ATHENS -- When news of Isaiah Crowell’s suspension broke Tuesday, his former head coach at Carver-Columbus quickly texted Crowell.
Dell McGee said he heard this from the star tailback: “It won’t happen again, coach.”
Those around the Georgia football program are banking on that, hoping that Crowell doesn’t go down the road of recent Georgia tailbacks.
For the first half of this season, Crowell’s star was rising at Georgia and nationally. He was living up to the promise that greeted his arrival on campus this year, and comparisons to the legendary Herschel Walker already were being made.
But in the past few weeks his reputation has taken a hit. There have been the nagging injuries, one after another.
Crowell sat the first quarter of Georgia’s win at Vanderbilt for unspecified reasons. And this week he was suspended for Saturday’s game against New Mexico State after sources say he failed a drug test. Fellow tailbacks Carlton Thomas and Ken Malcome were also suspended for the game.
But the attention has been on Crowell, the SEC’s fifth-leading rusher with 689 yards.
“He made a terrible mistake,” McGee said. “But the only person who’s going to redeem that mistake is Isaiah. He has to mature and do things the way Georgia wants them done. Or he’ll find himself with a lost career and kind of living the life of a lot of great players who could have been great and didn’t do things the way they needed to do them off the field or on the field.”
Georgia knows all about those players who didn’t cut it. In the past year, Washaun Ealey and Caleb King left the program after off-field problems. So did Dontavious Jackson in the spring of 2010.
They were tailbacks, too. But head coach Mark Richt expressed confidence Wednesday that the same fate won’t befall Crowell.

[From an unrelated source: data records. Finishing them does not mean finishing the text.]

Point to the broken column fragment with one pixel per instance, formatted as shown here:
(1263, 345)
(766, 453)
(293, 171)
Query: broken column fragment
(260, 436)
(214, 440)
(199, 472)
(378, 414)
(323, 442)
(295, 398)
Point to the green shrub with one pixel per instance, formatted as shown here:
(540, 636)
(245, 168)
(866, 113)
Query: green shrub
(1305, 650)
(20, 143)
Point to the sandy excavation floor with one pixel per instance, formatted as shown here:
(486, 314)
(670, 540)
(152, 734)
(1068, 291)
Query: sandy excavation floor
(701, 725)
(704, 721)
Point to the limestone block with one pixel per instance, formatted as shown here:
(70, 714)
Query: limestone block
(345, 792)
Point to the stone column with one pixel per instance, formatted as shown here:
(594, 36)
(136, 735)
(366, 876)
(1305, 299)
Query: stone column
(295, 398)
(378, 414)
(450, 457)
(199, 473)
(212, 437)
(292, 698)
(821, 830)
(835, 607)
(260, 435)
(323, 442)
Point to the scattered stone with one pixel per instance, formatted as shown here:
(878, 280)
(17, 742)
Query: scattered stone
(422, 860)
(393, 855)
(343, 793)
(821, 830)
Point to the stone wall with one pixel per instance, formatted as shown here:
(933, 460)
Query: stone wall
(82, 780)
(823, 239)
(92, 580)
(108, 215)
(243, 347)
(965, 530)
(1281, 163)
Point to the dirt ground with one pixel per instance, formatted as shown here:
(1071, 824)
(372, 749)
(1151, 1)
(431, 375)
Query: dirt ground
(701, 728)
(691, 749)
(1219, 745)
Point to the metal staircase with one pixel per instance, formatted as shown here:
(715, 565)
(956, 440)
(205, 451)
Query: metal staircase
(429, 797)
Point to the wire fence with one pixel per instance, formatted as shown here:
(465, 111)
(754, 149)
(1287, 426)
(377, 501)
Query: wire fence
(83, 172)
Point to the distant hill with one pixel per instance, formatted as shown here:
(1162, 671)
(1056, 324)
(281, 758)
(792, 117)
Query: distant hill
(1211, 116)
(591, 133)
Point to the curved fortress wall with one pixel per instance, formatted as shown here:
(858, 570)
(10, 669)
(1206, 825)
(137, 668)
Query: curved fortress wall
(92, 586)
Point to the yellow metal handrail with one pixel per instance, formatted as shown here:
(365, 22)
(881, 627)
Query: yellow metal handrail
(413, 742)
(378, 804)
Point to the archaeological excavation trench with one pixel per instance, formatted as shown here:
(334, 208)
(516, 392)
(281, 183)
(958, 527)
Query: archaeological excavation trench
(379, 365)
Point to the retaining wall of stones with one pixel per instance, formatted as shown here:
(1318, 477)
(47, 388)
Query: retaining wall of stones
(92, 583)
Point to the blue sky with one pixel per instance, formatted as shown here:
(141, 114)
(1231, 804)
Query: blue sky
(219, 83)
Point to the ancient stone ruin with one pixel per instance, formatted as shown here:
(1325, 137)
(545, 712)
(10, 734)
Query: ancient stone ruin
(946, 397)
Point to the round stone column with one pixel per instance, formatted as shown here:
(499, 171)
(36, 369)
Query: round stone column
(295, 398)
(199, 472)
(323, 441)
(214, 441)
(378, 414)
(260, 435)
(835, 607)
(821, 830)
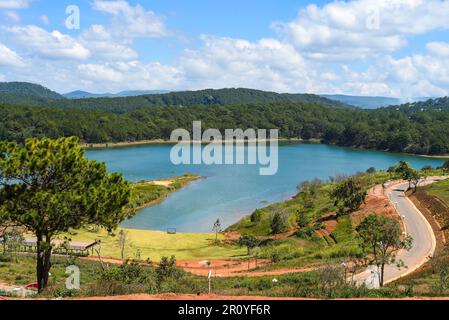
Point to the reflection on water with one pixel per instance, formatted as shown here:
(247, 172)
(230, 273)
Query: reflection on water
(230, 192)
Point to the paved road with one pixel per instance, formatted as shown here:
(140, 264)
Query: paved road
(417, 227)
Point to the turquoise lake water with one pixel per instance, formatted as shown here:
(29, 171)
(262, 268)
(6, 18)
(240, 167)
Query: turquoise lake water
(230, 192)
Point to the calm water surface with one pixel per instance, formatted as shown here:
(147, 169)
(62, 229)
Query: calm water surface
(231, 192)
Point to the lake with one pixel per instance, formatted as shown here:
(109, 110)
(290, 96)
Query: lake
(230, 192)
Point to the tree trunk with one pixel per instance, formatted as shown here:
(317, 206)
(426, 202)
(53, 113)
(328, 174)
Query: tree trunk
(43, 264)
(381, 276)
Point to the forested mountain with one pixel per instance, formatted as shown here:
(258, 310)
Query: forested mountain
(28, 89)
(186, 98)
(192, 98)
(131, 93)
(440, 104)
(364, 102)
(390, 129)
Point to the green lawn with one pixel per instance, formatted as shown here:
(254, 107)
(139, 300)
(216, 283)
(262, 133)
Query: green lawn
(439, 190)
(156, 244)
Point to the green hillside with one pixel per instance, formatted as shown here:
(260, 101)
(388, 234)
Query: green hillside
(24, 89)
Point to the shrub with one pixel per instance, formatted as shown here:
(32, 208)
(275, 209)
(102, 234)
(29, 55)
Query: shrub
(256, 216)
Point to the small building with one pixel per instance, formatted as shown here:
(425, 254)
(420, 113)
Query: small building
(63, 247)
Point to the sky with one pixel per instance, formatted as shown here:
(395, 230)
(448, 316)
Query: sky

“I’m extremely proud of how Isaiah has been handling the situation. I think he was very remorseful,” Richt said. “I feel like he’s gonna grow up from this in some ways. I think he’s gonna be better for it. Sometimes things happen in life that will help you grow up a little bit quicker.
“Sometimes a guy will get in trouble, and you have your meeting with him, and you’ll walk out of there, and you’ll be thinking, ‘This guy doesn’t get it.’ But I did not feel that in any way shape or form. Matter of fact, I think it’s one of the better conversations I’ve had with Isaiah since I’ve been here.”
McGee scoffs at the idea that Crowell was doted on at Carver.
“Doing things the right way is nothing new to Isaiah; it’s just gonna be a matter of him being a little bit more independent in college and people aren’t babysitting you,” McGee said. “I think he has to come to grips with that. And I’m sure Georgia has ways to make sure he has a mentor and maybe one of the older guys to get him through that situation when he goes through it.”
Crowell’s injuries have also emerged as a concern this year. First it was his ribs, then his wrist and most recently a shin contusion, against Florida. None of the injuries have caused him to miss a complete game, but he has had to come out of games when coaches would prefer he was running the ball.
McGee traces the problem back to last spring, when Crowell was recovering from a knee injury and thus may not have prepared properly.
Crowell sprained his MCL during his senior season at Carver, according to McGee. Crowell played one game with the injury, then missed the next six games, returning for the playoffs.
During the offseason, when other future college players were working out and preparing for the rigors of the next level, McGee feels Crowell was recovering from the knee and trying not to aggravate it.
But Crowell’s former coach also thinks he just needs to adjust to this next level.
“You get hit so much harder in college than you do in high school,” McGee said. “That’s one thing Isaiah will have to learn to cope with as he goes on.”
Georgia senior fullback Bruce Figgins is four years older than Crowell but is a fellow Columbus native and rooms with him on the road.
“I love Caleb and Washaun, but they’re two different situations ... two completely different situations,” Figgins said. “He’ll be fine, as will the other running backs. We’ll bounce back. They’ll be back in a week, and we won’t miss a beat.”